Abstract
The NIH has launched a new collaboration with 11 biopharmaceutical companies and four academic cancer centers to identify the most effective biomarkers for immunotherapy. The public–private partnership will analyze patient samples from clinical trials and aims to develop a standard panel of biomarkers to determine which patients are likely to benefit from immunotherapy and to track their responses.
The NIH has announced a 5-year public–private partnership to increase the usefulness of cancer immunotherapy. The $215 million project's first goal is to pinpoint new biomarkers and refine existing ones so that doctors can identify patients who might benefit from immunotherapy and track their responses to treatment.

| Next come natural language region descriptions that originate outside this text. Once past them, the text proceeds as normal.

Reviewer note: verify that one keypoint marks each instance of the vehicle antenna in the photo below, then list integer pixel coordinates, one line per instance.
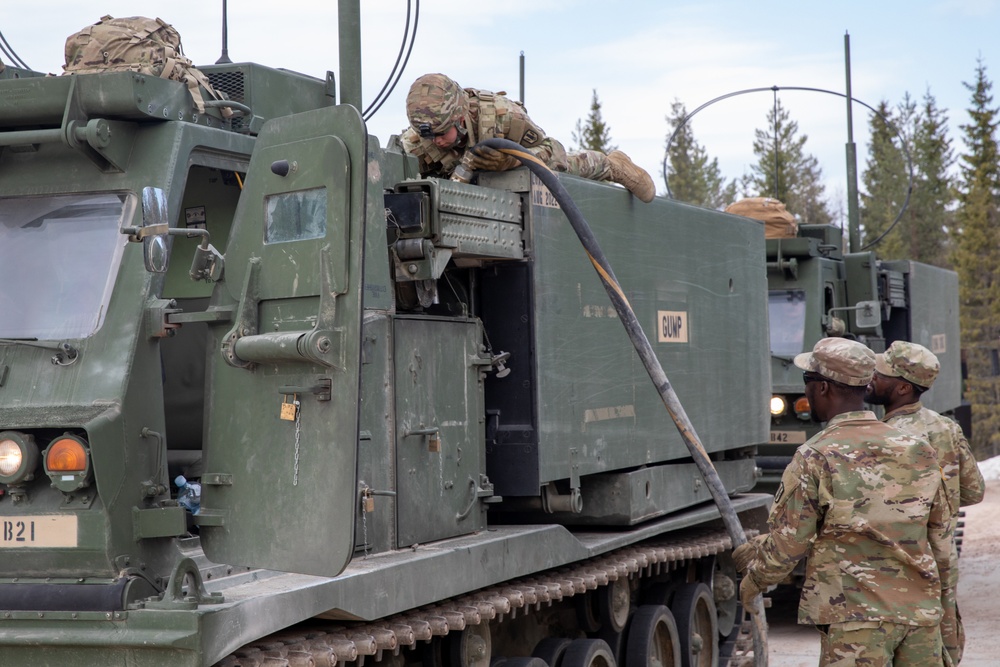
(224, 58)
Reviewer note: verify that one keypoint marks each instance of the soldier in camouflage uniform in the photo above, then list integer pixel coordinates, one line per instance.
(865, 502)
(902, 374)
(447, 120)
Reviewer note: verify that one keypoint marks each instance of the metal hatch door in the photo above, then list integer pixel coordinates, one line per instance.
(279, 487)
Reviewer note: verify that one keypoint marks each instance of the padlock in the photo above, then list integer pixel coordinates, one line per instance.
(289, 410)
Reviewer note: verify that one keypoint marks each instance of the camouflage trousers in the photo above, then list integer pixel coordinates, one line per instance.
(589, 164)
(875, 644)
(592, 165)
(952, 631)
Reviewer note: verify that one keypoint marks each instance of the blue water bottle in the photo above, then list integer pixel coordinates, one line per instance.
(188, 494)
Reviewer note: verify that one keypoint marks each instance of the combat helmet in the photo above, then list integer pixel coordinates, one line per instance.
(435, 103)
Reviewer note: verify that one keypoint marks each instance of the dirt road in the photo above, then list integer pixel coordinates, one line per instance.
(793, 645)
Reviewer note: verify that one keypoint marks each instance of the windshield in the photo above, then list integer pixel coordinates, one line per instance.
(786, 312)
(59, 258)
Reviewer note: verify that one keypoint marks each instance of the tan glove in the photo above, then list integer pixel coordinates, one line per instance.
(747, 552)
(748, 591)
(490, 159)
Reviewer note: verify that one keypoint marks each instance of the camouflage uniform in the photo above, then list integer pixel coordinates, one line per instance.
(866, 503)
(493, 115)
(963, 480)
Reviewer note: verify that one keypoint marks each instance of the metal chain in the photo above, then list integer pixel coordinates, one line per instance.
(298, 430)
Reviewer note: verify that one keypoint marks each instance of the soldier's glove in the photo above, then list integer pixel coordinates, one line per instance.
(490, 159)
(747, 552)
(748, 591)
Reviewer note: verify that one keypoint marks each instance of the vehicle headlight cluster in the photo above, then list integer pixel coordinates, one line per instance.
(18, 457)
(66, 460)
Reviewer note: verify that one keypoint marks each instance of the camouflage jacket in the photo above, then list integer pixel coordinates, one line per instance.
(866, 503)
(962, 478)
(491, 115)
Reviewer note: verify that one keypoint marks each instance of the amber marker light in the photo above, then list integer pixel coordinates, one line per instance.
(67, 463)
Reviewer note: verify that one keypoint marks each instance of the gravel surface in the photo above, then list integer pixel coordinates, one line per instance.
(793, 645)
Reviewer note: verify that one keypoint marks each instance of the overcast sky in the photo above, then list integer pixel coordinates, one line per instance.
(638, 55)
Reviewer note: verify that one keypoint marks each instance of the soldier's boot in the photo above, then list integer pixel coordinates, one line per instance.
(632, 176)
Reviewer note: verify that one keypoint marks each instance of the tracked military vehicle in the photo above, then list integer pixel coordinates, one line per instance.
(421, 434)
(818, 287)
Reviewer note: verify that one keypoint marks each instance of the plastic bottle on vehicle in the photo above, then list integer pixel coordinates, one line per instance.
(188, 494)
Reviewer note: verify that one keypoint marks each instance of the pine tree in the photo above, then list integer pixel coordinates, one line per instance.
(977, 259)
(693, 178)
(884, 184)
(932, 203)
(922, 233)
(595, 135)
(784, 171)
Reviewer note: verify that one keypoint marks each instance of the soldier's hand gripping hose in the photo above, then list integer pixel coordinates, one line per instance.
(653, 367)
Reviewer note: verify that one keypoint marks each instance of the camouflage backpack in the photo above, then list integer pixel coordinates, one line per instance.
(136, 44)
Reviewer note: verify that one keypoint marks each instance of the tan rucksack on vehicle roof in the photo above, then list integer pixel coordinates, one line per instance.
(778, 222)
(136, 44)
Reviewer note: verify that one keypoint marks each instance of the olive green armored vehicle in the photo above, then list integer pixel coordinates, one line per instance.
(819, 286)
(420, 432)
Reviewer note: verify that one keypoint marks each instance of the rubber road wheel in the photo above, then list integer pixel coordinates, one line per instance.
(697, 625)
(652, 639)
(551, 650)
(588, 653)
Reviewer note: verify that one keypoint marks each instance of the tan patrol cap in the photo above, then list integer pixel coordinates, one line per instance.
(839, 359)
(910, 361)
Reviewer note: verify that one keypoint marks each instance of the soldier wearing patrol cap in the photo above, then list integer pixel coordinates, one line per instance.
(902, 373)
(447, 120)
(866, 504)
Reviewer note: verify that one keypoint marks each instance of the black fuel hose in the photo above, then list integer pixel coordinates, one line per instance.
(649, 360)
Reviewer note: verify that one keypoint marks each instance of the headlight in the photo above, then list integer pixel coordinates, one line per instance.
(18, 457)
(67, 463)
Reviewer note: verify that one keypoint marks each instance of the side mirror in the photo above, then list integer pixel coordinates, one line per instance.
(868, 314)
(155, 231)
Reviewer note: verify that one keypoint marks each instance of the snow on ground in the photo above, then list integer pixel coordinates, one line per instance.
(990, 468)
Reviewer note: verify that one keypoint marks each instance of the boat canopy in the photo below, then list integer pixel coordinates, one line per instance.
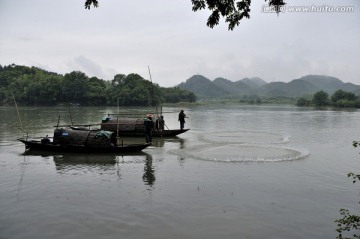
(98, 138)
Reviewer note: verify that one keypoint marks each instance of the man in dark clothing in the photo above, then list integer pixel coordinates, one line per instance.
(148, 128)
(182, 117)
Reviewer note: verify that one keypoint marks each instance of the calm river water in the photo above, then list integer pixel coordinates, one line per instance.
(240, 172)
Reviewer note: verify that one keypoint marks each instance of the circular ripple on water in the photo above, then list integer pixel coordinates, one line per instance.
(242, 153)
(250, 137)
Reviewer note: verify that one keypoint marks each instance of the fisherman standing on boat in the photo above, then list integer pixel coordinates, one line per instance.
(182, 117)
(148, 127)
(161, 123)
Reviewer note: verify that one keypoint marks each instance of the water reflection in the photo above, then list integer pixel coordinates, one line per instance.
(79, 164)
(149, 171)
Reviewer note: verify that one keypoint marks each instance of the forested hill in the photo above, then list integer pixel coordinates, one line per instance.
(223, 88)
(34, 86)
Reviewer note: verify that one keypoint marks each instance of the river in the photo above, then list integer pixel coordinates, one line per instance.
(241, 171)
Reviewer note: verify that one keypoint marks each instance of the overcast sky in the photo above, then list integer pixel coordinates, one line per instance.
(122, 37)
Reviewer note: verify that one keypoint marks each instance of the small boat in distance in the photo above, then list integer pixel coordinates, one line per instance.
(81, 141)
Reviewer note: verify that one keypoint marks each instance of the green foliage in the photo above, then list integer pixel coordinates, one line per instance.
(233, 11)
(34, 86)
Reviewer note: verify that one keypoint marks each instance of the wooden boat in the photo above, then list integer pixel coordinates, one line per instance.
(134, 127)
(82, 141)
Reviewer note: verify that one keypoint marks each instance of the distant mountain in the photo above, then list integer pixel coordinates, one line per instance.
(202, 87)
(224, 88)
(254, 82)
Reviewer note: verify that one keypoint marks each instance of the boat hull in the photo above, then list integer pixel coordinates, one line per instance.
(39, 146)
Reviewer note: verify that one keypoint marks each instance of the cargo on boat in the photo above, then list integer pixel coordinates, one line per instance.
(135, 127)
(81, 141)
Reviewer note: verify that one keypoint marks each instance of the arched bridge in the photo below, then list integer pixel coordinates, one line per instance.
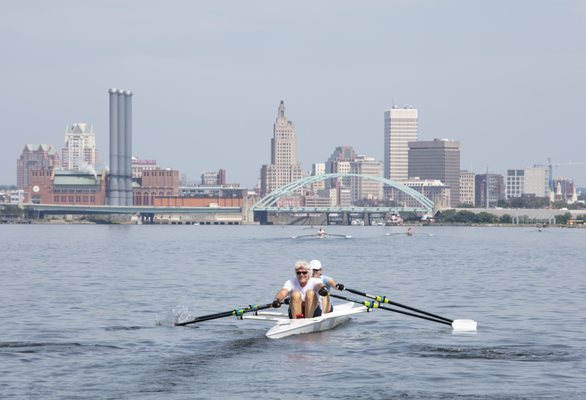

The FDA has approved two chimeric antigen receptor T-cell therapies as well as several checkpoint inhibitors for more than a dozen indications. Immunotherapy's track record is inconsistent, however, and it doesn't help many patients. Lack of standardized biomarkers remains one of the main obstacles to increasing the treatments' effectiveness.
“We need to know more about which patients will respond and how to improve the diagnostic testing that will allow us to predict that,” says James Doroshow, MD, director of the Division of Cancer Treatment and Diagnostics at the NCI. A uniform panel of biomarkers and standardized assays for measuring them would make it easier to compare results across trials, allow study replication, promote discovery of additional biomarkers, and provide other benefits.
Announced last month, the Partnership for Accelerating Cancer Therapies (PACT) involves 11 biopharmaceutical companies: AbbVie, Amgen, Boehringer Ingelheim, Bristol-Myers Squibb, Celgene, Genentech, Gilead Sciences, GlaxoSmithKline, Janssen Pharmaceuticals, Novartis, and Pfizer. They will provide up to $55 million, and the NIH will supply the remaining $160 million of the project's budget.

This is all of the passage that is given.